In the previous version of this patch, I asked about handling of 'free' huge
pages. I did a little digging and IIUC, we do not attempt migration of
free huge pages. The routine isolate_huge_page() has this check:

if (!page_huge_active(page) || !get_page_unless_zero(page)) {
ret = false;
goto unlock;
}

I believe one of your motivations for this effort was memory offlining.
So, this implies that a memory area can not be offlined if it contains
a free (not in use) huge page?

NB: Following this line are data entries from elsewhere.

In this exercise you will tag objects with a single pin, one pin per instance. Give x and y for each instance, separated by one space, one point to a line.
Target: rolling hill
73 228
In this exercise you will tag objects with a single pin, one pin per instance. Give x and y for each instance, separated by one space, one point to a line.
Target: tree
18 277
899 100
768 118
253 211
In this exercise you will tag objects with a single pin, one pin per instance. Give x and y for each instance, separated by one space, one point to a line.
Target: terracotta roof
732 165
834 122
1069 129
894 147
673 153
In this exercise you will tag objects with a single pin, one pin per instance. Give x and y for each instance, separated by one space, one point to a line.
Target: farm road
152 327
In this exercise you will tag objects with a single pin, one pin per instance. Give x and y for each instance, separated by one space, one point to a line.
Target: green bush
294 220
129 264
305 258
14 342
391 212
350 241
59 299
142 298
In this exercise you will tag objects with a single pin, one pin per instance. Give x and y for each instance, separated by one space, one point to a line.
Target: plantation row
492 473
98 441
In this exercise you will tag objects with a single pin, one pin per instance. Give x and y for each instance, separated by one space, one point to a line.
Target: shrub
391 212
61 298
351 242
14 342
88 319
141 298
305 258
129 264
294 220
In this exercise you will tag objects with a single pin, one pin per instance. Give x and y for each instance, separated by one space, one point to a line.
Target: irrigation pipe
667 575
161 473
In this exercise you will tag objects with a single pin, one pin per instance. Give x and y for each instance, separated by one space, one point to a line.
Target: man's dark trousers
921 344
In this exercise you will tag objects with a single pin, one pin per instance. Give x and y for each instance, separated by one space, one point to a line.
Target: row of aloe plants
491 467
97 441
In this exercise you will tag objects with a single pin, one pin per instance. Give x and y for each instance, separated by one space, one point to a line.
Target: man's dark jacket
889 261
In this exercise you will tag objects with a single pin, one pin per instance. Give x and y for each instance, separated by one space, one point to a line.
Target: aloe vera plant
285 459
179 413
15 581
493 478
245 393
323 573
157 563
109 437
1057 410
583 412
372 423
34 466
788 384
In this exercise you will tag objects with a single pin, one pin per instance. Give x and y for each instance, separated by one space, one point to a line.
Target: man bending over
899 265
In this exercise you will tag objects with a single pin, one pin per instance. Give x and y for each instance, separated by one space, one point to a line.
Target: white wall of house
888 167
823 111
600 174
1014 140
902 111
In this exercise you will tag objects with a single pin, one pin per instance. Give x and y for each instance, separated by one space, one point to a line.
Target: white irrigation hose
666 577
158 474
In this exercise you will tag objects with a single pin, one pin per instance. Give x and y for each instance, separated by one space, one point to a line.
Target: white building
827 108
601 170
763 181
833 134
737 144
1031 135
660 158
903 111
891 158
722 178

Just FYI and may be something we want to
address later.

My other issues were addressed.

Reviewed-by: Mike Kravetz <mike.kravetz@xxxxxxxxxx>
--
Mike Kravetz

> diff --git a/mm/migrate.c b/mm/migrate.c
> index 4d0be47a322a..1e5525a25691 100644
> --- a/mm/migrate.c
> +++ b/mm/migrate.c
> @@ -1323,9 +1323,8 @@ static int unmap_and_move_huge_page(new_page_t get_new_page,
> put_anon_vma(anon_vma);
>
> if (rc == MIGRATEPAGE_SUCCESS) {
> - hugetlb_cgroup_migrate(hpage, new_hpage);
> + move_hugetlb_state(hpage, new_hpage, reason);
> put_new_page = NULL;
> - set_page_owner_migrate_reason(new_hpage, reason);
> }
>
> unlock_page(hpage);
>